During installation, you specify the credentials for the administrator of the Management Portal. This administrator is not the same as the admin user that you are prompted to create the first time that you log in to the Platform after installation.
When you upgrade the Platform, you use the Management Portal to upgrade the deployed capabilities.
Kubernetes and Docker
Kubernetes automates deployment, scaling, maintenance, and management of the containerized capabilities across the cluster of host systems. Applications running in Kubernetes are defined as pods, which group containerized components. Kubernetes clusters use Docker containers as the pod components.
A pod consists of one or more containers that are guaranteed to be co-located on the host server and can share resources. Each pod in Kubernetes is assigned a unique IP address within the cluster, allowing applications to use ports without the risk of conflict.
Persistent services for a pod can be defined as a volume, such as a local disk directory or a network disk, and exposed by Kubernetes to the containers in the pod to use. A cluster relies on a Network File System (NFS) as its shared persistent storage. The clusters require master and worker nodes. For more information about the Platform pods, see Understanding Labels and Pods.
Master Nodes
The master nodes control the Kubernetes cluster, manage the workload on the worker nodes, and direct communication across the system. You should deploy three master nodes to ensure high availability. However, you can use the Platform with a single master node.
Network File System
The Network File System (NFS) stores some of the persistent data generated by Transformation Hub, Intelligence, and Fusion. This data includes component configuration data for ArcSight Platform based capabilities unrelated to event data.
Worker Nodes
Worker nodes run the application components and perform the work in the Kubernetes cluster. For all highly available configurations, we recommend deploying a minimum of three dedicated worker nodes.

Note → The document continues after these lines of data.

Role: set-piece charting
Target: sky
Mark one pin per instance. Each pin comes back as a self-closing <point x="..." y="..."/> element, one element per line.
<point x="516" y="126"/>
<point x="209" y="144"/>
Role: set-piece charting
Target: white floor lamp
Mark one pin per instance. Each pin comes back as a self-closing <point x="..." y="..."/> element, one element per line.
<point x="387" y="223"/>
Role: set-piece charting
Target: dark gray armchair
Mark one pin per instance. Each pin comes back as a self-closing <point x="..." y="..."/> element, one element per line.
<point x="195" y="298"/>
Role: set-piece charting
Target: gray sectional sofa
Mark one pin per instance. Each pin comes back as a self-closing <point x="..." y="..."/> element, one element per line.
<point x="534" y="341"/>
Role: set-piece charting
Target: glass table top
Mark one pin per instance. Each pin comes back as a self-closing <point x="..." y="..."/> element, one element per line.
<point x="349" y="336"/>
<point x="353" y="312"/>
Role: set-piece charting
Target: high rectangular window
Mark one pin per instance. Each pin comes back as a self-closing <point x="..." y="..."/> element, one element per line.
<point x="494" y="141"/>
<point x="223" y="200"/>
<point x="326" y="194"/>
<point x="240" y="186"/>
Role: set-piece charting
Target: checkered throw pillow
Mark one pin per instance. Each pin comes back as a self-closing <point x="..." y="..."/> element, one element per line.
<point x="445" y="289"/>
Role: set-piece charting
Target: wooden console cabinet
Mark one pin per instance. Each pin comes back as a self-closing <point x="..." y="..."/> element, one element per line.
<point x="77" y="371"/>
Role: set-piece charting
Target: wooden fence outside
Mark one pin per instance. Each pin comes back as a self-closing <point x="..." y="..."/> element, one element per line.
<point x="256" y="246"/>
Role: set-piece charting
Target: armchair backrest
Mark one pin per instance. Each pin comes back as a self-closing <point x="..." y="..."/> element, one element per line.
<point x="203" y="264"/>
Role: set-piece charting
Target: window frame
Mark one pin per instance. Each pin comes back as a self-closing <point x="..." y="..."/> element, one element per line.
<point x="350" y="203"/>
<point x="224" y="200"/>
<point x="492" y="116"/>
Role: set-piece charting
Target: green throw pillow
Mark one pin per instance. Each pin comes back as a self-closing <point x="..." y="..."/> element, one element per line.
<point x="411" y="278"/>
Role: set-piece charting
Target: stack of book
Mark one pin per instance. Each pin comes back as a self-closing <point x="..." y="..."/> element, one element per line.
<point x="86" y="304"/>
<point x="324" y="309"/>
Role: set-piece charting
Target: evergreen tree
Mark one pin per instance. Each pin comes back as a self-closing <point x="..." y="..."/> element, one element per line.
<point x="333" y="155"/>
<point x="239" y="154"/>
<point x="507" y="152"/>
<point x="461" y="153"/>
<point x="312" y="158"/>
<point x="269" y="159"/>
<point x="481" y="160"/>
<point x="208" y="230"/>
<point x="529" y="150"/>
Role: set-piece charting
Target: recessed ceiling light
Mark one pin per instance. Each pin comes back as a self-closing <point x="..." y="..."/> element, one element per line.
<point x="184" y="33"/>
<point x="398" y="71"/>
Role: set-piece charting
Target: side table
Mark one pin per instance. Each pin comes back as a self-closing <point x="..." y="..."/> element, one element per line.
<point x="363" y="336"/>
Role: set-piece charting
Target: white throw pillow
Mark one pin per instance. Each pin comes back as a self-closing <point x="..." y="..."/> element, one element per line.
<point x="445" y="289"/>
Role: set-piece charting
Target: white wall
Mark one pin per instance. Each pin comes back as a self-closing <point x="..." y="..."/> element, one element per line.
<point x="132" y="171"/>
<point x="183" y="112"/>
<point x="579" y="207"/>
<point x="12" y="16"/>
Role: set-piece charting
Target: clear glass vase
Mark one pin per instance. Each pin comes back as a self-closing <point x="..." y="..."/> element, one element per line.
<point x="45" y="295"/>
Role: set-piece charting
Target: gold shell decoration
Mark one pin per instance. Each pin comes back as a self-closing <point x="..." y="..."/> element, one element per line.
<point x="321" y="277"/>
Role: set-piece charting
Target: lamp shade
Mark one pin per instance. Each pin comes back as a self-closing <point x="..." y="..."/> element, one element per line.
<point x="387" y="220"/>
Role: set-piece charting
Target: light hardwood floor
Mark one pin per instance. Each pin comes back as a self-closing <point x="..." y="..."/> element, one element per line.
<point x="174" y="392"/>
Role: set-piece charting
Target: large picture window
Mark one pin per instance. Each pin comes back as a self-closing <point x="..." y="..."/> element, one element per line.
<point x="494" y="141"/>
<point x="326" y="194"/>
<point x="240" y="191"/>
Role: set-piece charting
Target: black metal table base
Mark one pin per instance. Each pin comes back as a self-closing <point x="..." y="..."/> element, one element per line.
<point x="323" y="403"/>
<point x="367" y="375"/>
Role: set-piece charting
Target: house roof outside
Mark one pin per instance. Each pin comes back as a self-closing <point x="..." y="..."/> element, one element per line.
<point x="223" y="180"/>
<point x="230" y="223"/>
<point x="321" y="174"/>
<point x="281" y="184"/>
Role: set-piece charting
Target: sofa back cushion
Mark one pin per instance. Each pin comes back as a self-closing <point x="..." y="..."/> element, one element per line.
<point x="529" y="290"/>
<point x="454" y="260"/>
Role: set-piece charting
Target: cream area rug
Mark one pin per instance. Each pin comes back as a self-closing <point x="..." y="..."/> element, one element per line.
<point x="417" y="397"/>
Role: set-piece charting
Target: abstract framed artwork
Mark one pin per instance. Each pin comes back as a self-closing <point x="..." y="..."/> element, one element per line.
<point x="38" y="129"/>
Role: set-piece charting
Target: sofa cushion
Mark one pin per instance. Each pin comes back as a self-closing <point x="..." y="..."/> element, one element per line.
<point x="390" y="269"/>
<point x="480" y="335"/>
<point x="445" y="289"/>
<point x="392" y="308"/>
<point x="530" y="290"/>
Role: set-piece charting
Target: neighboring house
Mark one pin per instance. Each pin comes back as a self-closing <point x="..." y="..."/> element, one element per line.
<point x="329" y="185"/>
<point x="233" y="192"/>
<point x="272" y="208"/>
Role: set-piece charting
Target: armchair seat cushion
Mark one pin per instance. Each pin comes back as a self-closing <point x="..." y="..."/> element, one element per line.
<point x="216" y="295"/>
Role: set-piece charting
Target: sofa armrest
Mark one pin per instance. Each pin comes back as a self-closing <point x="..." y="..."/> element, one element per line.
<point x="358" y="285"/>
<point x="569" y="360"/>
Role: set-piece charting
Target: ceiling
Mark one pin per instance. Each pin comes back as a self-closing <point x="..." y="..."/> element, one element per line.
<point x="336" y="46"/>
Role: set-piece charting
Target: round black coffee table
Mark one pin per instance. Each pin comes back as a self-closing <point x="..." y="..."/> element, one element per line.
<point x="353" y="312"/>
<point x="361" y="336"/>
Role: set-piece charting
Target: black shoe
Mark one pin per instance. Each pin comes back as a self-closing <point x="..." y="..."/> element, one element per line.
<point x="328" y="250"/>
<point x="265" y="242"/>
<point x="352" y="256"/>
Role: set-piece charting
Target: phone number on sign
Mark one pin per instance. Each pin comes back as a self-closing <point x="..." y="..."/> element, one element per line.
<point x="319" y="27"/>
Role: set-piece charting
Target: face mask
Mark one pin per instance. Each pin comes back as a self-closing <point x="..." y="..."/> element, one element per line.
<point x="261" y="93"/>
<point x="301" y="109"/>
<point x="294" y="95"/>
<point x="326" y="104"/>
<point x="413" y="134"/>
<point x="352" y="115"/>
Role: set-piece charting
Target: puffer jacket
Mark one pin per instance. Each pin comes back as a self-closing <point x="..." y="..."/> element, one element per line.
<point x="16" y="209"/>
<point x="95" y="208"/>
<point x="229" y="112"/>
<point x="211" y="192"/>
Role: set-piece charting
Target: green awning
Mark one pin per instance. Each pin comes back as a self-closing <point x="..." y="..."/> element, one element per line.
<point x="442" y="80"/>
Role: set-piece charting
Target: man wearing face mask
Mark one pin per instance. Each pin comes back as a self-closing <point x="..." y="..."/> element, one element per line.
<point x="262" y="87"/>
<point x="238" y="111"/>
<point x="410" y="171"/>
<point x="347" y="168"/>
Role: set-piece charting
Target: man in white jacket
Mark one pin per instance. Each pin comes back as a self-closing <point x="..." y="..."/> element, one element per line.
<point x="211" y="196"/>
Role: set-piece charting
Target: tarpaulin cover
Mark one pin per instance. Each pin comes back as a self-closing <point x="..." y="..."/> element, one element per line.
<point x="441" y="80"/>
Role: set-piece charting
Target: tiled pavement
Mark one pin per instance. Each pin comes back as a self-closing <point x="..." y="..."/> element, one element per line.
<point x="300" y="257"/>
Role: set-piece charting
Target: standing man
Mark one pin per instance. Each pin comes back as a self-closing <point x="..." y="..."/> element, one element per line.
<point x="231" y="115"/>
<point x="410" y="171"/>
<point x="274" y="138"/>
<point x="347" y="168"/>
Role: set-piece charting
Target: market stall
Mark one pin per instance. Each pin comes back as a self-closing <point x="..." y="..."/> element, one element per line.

You can add and remove worker nodes from the cluster as needed. Scaling the cluster to perform more work requires additional worker nodes, all of which are managed by the master nodes. The workload assigned to each node depends on the labels assigned to them during deployment or reconfiguration after deployment.
Virtual IP Address
CDF supports high availability (HA) through load balancers and the Keepalived service. You can configure either external load balancers or Keepalived for high availability. If you have configured a virtual IP for a multi-master installation, the HA virtual IP address you defined bonds to one of the three master nodes.
If a master node fails, the virtual IP address is assigned to an active master node. This setup helps to provide high availability for the cluster.
When you configure a connection to the cluster, configure the connection to use the virtual IP so that it benefits from the HA capability. One exception to this recommendation is when you are configuring a connection to Transformation Hub's Kafka, in which case you can achieve better performance by configuring the Kafka connection to connect directly to the list of worker nodes where Kafka is deployed.